You can use a ready-made crust to keep things simple, but make sure to select a pizza crust that’s low FODMAP. Avoid ingredients like wheat flour, inulin, chicory root, apple, whole milk, or honey. Schar makes a good option that is also gluten-free, or you can go ahead and make your own.

This white spinach pizza recipe doesn’t use tomato sauce… but if you do opt to use tomato sauce, make sure you leave out the garlic and onions and flavor your pureed tomatoes with a bit of garlic-infused oil, some oregano, and/or basil. If you can handle a bit of spice you can also add red pepper flakes, but only do so if you’re sure they won’t cause a problem.

In terms of cheese, the harder, more aged cheeses are best for a low fodmap diet. Because of this, you’ll want to limit some fresh cheeses like ricotta (up to 2 tablespoons) and avoid buffalo mozzarella. This recipe calls for a mix of mozzarella and feta, but you could switch out a small amount for blue cheese, parmesan, or cheddar. 

We’ve kept things simple and only added spinach to this white pizza recipe, but if you wanted to add a small amount of sliced bell pepper or some zucchini, they are both low FODMAP options. Just remember to check the Monash app for any additions to make sure your extra ingredients are safe, and in the appropriate proportion. 

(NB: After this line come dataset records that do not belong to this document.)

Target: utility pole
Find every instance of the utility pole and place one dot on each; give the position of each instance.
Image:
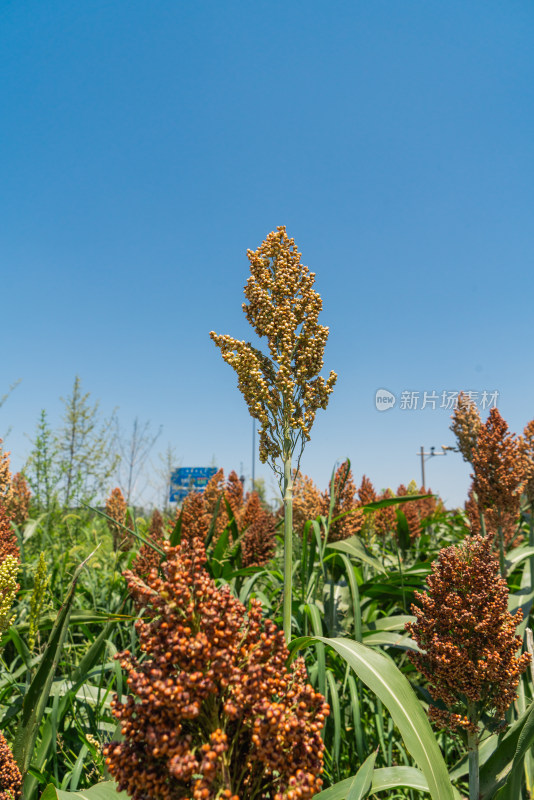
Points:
(253, 453)
(425, 456)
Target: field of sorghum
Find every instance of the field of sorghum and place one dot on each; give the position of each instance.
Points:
(352, 642)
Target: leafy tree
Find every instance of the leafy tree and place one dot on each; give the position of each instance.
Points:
(133, 452)
(84, 444)
(42, 468)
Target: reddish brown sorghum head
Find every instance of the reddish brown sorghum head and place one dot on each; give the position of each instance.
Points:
(6, 490)
(214, 711)
(116, 508)
(194, 520)
(307, 501)
(385, 519)
(346, 500)
(10, 777)
(8, 540)
(499, 467)
(467, 635)
(527, 447)
(366, 492)
(18, 505)
(258, 543)
(492, 520)
(219, 491)
(149, 558)
(466, 425)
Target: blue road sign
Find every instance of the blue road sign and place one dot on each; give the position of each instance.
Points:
(189, 479)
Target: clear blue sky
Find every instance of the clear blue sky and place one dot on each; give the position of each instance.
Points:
(146, 145)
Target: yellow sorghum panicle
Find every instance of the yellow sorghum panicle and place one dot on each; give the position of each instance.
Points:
(385, 520)
(466, 635)
(283, 390)
(499, 466)
(116, 508)
(346, 500)
(466, 425)
(40, 586)
(9, 587)
(10, 777)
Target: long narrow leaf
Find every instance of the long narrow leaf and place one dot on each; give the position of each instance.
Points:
(361, 783)
(38, 692)
(389, 684)
(383, 779)
(107, 790)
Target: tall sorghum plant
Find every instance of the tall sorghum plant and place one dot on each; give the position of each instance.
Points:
(283, 390)
(468, 642)
(214, 712)
(500, 472)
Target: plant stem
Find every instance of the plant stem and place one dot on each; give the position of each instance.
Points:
(501, 551)
(288, 546)
(472, 749)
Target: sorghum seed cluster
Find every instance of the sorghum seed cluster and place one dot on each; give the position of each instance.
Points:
(213, 710)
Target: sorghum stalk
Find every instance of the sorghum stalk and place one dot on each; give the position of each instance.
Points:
(288, 543)
(472, 749)
(283, 390)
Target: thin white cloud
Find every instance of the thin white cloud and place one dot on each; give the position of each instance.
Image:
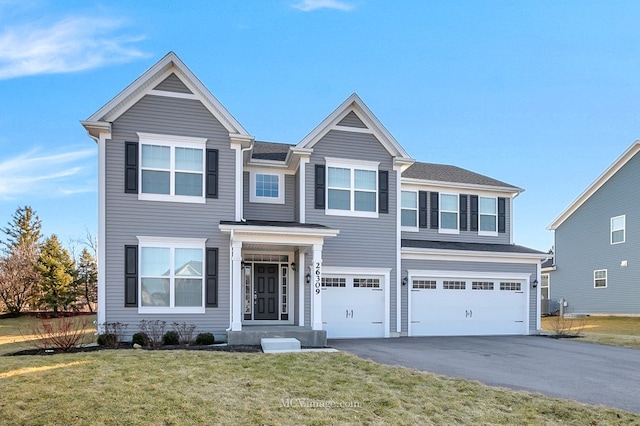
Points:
(311, 5)
(75, 43)
(54, 175)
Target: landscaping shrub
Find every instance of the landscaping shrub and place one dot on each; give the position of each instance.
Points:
(108, 339)
(205, 339)
(185, 332)
(141, 339)
(171, 338)
(153, 329)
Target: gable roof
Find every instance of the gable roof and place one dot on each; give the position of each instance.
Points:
(453, 174)
(354, 104)
(146, 83)
(270, 151)
(596, 185)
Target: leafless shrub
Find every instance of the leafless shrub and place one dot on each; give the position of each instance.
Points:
(185, 332)
(154, 329)
(62, 333)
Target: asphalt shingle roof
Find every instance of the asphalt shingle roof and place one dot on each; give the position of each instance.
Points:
(446, 173)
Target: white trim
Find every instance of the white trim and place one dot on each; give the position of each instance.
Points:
(171, 244)
(596, 185)
(177, 95)
(253, 198)
(369, 272)
(427, 273)
(169, 64)
(623, 229)
(355, 104)
(606, 278)
(442, 230)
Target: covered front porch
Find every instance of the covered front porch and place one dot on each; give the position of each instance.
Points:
(276, 270)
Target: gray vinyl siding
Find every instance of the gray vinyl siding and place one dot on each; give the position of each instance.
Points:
(464, 236)
(362, 242)
(582, 245)
(128, 217)
(352, 120)
(172, 84)
(440, 265)
(269, 211)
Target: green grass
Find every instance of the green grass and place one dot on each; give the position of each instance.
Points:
(17, 333)
(614, 331)
(189, 387)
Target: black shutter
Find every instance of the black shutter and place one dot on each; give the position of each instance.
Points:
(130, 276)
(463, 212)
(435, 211)
(474, 212)
(383, 191)
(131, 167)
(320, 186)
(423, 212)
(211, 289)
(212, 173)
(502, 215)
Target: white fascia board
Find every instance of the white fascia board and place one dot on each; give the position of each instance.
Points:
(278, 230)
(514, 192)
(596, 185)
(474, 256)
(354, 103)
(158, 72)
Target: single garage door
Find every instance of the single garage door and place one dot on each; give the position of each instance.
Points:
(464, 307)
(353, 306)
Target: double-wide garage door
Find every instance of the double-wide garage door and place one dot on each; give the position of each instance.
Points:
(353, 306)
(454, 306)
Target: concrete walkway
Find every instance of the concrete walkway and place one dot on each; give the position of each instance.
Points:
(564, 368)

Low FODMAP White Spinach Pizza

Serves 4


  • 1 12-inch low FODMAP pizza crust
  • Garlic-infused olive oil 3 tablespoons
  • Baby spinach – 8 oz
  • Shredded mozzarella – 4 oz.
  • Crumbled feta – 2 oz.
  • Basil – 1 tsp.
  • Oregano – 1 tsp
  • Kosher salt
  • Freshly ground black pepper
  • Crushed red pepper flakes, optional


Cooking Directions

  1. Preheat oven to 450F.
  2. Heat 1 Tbsp of the garlic-infused olive oil in a skillet over medium heat. Add the baby spinach and sautee for a few minutes, making sure all leaves are coated. Season with salt and pepper, turning over now and then with tongs until wilted and cooked. Transfer to a strainer, drain it and set aside.
  3. Spray or drizzle a small amount of olive oil on a large sheet pan, then roll out pizza crust directly onto the pan (crust should be about 12 inches in diameter).
  4. Sprinkle mozzarella and feta evenly over crust, then top with the drained spinach. Top your pizza with the remaining garlic-infused oil, basil, oregano, and optional red pepper flakes. 
  5. Bake until crust is golden brown and cheese is melted; about 15 to 20 minutes. Cut your pizza, serve, and enjoy!